1. An antenna reclining device is characterized by comprising a hydraulic driving mechanism, a long shaft, a support and an auxiliary shaft, wherein a first bearing seat is installed on the long shaft, a second bearing seat is installed on the auxiliary shaft, one end of the long shaft is fixedly connected with the hydraulic driving mechanism, the other end of the long shaft is fixedly connected with a first side wall of the support, one end of the auxiliary shaft is fixedly connected with a second side wall of the support, and the axis of the long shaft is superposed with the axis of the auxiliary shaft;

the first side wall and the second side wall are respectively and fixedly connected with a first bottom plate, a second bottom plate, a first supporting plate and a second supporting plate, the first side wall, the second side wall, the first bottom plate, the second bottom plate, the first supporting plate and the second supporting plate are enclosed into a rectangular structure, a first rib plate and a second rib plate are symmetrically arranged between the first bottom plate and the second bottom plate, the first rib plate is respectively and fixedly connected with the first bottom plate, the second bottom plate and the first supporting plate, and the second rib plate is respectively and fixedly connected with the first bottom plate, the second bottom plate and the second supporting plate; a first boss is arranged on the first side wall, a first through hole matched with the long shaft is formed in the first boss, a second boss is arranged on the second side wall, and a second through hole matched with the auxiliary shaft is formed in the second boss; rectangular operation holes are formed in the first side wall, the second side wall and the second bottom plate, and circular mounting holes are formed in the first bottom plate.

2. The antenna reclining device according to claim 1, wherein the first boss and the second boss face an inside of the rectangular parallelepiped structure.

3. The antenna reclining device according to claim 1, wherein the first rib plate and the second rib plate are both in the shape of a right trapezoid.

4. The antenna reclining device according to claim 1, wherein the auxiliary shaft is a hollow shaft, a second mounting flange is arranged on the auxiliary shaft, a second square boss is arranged on the second mounting flange, and a second square groove matched with the second square boss is arranged on the second through hole; the long shaft is provided with a first mounting flange, the first mounting flange is provided with a first square boss, and the first through hole is provided with a first square groove matched with the first square boss.

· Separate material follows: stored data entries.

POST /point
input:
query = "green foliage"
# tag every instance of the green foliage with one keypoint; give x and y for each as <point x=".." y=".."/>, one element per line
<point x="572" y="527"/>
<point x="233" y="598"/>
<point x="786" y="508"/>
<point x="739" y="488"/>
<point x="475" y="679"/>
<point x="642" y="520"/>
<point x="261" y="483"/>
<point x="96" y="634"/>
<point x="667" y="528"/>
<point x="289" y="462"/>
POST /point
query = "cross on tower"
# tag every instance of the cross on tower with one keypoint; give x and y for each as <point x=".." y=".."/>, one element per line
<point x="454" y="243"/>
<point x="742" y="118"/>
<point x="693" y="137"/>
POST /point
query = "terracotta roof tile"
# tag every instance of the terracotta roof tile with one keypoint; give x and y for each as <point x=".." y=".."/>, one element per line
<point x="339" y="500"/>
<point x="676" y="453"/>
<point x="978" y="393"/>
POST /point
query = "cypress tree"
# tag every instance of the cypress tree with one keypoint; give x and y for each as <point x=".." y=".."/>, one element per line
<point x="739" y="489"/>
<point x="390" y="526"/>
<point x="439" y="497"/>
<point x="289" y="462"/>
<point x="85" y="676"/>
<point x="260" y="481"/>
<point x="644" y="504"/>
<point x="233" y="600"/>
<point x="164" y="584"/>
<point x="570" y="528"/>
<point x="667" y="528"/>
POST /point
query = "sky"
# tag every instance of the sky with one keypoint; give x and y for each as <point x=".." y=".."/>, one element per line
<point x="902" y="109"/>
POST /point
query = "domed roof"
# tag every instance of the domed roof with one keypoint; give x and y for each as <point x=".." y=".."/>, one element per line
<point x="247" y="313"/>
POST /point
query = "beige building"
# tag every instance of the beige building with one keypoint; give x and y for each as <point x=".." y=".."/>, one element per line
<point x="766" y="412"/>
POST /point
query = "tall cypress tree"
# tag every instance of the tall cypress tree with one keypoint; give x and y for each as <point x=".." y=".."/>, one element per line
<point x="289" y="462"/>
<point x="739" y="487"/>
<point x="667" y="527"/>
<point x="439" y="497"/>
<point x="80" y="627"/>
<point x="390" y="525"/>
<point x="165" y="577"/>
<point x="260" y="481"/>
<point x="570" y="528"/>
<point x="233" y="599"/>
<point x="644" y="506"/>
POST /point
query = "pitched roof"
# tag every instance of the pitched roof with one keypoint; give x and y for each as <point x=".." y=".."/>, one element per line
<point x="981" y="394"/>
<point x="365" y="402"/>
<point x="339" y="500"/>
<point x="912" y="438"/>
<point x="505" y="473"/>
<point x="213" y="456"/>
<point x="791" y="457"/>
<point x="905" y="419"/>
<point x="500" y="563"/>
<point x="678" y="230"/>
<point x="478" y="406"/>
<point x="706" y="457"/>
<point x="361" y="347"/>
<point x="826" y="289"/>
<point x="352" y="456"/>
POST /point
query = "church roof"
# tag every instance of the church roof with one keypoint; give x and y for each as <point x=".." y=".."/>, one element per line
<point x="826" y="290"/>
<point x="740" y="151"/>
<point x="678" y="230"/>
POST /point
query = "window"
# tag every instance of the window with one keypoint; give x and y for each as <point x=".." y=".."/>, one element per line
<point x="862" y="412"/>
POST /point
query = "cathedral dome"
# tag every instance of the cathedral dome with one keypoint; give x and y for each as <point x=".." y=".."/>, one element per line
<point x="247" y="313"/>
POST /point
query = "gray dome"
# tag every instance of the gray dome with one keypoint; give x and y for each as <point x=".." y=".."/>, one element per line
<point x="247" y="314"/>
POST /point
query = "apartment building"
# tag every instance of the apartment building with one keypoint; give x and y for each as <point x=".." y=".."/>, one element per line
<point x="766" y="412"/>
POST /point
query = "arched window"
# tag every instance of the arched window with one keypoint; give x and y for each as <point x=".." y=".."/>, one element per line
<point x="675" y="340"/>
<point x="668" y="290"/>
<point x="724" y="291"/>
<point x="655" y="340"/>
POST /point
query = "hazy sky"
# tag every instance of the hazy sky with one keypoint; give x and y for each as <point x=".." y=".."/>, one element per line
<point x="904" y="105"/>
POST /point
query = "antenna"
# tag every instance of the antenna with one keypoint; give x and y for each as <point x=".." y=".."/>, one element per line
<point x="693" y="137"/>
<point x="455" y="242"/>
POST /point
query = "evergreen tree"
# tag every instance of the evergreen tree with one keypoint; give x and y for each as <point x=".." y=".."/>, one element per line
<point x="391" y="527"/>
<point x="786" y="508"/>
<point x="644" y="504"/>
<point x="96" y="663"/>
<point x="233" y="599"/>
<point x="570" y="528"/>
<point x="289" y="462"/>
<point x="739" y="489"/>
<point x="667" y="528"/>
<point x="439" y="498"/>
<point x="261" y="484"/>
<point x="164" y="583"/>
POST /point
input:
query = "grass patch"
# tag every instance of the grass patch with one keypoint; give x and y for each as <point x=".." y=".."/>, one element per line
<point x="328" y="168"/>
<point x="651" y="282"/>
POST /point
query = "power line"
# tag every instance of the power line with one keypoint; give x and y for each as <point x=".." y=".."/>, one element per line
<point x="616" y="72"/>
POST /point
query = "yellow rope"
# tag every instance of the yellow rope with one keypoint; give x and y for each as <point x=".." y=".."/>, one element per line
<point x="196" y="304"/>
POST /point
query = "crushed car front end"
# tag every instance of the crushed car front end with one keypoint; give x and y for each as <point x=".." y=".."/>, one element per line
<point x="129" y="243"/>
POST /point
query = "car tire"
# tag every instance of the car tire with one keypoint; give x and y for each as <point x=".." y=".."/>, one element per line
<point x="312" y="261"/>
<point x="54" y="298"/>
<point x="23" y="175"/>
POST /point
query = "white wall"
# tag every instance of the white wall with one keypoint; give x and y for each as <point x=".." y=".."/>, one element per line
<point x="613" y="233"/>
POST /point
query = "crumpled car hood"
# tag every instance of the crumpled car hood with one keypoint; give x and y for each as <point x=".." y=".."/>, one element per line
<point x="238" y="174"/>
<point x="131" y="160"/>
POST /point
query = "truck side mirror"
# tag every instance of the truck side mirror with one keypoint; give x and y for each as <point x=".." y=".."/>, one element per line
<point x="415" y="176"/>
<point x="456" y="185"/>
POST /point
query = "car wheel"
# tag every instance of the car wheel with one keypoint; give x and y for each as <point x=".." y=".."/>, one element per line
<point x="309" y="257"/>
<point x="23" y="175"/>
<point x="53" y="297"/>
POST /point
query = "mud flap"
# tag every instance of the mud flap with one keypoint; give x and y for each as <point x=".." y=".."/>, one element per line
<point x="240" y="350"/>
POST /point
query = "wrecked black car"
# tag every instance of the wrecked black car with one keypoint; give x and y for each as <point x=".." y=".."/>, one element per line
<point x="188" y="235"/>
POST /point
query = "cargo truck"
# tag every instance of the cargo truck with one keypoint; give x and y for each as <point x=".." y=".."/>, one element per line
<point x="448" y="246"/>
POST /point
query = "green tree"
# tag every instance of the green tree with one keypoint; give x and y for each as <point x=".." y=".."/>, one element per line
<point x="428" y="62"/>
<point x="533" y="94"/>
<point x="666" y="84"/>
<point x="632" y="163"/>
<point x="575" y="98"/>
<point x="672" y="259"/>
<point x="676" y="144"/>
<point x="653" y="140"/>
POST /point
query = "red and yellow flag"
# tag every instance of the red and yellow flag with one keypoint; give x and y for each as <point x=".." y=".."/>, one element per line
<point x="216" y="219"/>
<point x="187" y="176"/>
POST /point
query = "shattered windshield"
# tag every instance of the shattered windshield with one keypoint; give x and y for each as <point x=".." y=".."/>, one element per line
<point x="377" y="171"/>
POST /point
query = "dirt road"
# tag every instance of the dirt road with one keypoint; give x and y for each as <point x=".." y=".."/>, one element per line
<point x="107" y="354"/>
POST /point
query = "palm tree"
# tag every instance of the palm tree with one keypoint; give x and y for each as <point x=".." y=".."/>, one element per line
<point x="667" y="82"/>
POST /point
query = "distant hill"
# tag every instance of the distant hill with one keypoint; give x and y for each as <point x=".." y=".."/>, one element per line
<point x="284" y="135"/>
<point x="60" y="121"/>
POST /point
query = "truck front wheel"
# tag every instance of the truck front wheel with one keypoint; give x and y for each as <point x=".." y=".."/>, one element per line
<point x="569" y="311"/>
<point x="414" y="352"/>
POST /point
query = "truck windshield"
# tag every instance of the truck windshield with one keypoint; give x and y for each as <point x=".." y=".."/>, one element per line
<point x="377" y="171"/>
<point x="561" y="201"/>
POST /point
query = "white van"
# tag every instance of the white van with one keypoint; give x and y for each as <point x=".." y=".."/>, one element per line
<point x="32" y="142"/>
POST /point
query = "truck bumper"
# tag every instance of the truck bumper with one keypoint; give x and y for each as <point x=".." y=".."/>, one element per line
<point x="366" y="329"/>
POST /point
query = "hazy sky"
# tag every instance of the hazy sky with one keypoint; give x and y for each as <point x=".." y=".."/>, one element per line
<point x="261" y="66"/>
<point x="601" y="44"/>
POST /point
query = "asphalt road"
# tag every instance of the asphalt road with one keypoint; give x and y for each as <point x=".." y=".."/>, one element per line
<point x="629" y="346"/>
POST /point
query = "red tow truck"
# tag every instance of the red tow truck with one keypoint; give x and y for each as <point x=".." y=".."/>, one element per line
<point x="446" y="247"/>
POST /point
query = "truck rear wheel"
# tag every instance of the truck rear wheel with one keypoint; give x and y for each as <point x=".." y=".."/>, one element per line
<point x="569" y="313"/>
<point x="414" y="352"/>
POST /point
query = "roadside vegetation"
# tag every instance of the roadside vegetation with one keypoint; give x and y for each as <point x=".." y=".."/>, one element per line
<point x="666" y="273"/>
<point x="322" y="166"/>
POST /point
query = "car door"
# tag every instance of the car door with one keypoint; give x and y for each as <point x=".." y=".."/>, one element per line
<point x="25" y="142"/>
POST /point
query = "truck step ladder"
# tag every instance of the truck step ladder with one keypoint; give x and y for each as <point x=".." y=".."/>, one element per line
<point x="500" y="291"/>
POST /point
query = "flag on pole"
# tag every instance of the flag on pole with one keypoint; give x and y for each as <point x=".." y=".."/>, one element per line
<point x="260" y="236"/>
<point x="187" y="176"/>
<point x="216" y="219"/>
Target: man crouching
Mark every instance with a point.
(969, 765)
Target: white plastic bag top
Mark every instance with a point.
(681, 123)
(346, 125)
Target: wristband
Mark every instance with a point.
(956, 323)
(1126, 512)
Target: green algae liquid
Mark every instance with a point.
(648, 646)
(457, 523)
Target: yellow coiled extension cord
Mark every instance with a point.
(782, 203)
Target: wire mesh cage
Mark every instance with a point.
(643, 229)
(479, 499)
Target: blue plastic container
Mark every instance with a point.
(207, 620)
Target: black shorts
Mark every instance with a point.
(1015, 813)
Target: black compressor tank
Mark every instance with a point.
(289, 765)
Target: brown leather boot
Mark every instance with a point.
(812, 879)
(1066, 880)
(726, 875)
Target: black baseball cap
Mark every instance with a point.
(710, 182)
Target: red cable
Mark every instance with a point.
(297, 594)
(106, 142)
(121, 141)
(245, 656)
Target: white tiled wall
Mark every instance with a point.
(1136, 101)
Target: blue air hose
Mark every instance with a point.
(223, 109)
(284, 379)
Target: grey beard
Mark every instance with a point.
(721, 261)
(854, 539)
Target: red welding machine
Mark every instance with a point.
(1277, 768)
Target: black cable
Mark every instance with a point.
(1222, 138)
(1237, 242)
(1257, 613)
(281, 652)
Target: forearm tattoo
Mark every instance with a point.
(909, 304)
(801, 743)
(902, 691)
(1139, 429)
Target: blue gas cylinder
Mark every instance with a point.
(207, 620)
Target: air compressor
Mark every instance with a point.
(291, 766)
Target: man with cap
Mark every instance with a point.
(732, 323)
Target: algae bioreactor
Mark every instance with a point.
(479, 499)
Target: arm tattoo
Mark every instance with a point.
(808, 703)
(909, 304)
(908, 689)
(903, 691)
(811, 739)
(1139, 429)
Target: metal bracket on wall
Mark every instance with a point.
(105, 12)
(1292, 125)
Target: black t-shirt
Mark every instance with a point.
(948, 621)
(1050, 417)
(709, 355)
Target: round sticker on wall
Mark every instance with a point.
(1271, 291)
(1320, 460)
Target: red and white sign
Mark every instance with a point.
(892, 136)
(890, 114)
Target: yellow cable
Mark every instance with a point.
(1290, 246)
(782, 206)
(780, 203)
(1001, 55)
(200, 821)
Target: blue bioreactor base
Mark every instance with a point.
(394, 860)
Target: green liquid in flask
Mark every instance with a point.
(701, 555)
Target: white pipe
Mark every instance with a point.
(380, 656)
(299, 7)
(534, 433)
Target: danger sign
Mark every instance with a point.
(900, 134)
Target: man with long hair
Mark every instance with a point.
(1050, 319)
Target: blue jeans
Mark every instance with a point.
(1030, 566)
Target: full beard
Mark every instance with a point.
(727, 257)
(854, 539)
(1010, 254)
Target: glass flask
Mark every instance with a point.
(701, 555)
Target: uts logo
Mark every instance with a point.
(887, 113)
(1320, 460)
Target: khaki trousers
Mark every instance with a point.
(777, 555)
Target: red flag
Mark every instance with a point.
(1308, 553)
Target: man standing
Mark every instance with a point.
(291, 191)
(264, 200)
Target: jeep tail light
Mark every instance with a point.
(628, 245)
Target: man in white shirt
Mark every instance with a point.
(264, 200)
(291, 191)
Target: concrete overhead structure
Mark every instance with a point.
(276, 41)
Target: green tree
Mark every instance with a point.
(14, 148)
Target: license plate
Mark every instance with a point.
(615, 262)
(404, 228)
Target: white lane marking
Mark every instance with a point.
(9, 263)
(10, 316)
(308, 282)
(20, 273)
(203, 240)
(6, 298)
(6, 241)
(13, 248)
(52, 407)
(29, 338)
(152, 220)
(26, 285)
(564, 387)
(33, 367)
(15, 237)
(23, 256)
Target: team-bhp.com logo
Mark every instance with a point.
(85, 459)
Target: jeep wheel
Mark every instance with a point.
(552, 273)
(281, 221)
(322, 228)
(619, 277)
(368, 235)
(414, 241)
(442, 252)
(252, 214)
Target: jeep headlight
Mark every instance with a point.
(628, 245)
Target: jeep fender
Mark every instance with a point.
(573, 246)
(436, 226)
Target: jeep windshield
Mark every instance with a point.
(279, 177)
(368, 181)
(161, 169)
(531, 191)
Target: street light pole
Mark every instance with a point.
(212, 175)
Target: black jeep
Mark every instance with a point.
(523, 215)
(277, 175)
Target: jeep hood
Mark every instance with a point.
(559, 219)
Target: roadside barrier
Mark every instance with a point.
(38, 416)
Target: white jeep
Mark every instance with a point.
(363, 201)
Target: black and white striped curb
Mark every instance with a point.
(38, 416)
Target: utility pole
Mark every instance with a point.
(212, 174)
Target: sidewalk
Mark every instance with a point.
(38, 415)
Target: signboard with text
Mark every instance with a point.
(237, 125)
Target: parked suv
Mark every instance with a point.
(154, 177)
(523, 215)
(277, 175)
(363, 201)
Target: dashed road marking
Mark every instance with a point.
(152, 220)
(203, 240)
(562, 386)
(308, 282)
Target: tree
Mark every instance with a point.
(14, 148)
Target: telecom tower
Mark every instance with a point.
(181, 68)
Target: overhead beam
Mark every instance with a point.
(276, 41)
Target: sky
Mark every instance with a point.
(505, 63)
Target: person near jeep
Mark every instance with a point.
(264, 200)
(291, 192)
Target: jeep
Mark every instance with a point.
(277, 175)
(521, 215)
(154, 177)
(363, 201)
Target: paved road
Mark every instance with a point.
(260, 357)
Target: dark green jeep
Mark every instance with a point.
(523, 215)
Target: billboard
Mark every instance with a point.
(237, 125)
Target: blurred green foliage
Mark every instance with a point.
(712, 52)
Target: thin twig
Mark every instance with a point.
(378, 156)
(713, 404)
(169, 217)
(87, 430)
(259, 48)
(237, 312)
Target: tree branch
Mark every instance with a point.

5. The antenna reclining device according to claim 1, wherein the hydraulic driving mechanism comprises a first telescopic cylinder, a second telescopic cylinder, a third telescopic cylinder, a fourth telescopic cylinder, a first rack, a second rack and a driving gear, two ends of the first rack are respectively hinged to a piston rod of the first telescopic cylinder and a piston rod of the second telescopic cylinder, two ends of the second rack are respectively hinged to a piston rod of the third telescopic cylinder and a piston rod of the fourth telescopic cylinder, the first rack and the second rack are located at two ends of the driving gear and are respectively meshed with the driving gear, and the driving gear is fixedly connected with the long shaft.

6. The antenna reclining device according to claim 5, wherein the first oil chamber of the first telescopic cylinder, the first oil chamber of the second telescopic cylinder, the second oil chamber of the third telescopic cylinder and the second oil chamber of the fourth telescopic cylinder are respectively communicated with a first oil path, and a first cut-off valve is arranged on the first oil path; the second oil cavity of the first telescopic cylinder, the second oil cavity of the second telescopic cylinder, the first oil cavity of the third telescopic cylinder and the first oil cavity of the fourth telescopic cylinder are respectively communicated with a second oil way, and a second cut-off valve is arranged on the second oil way.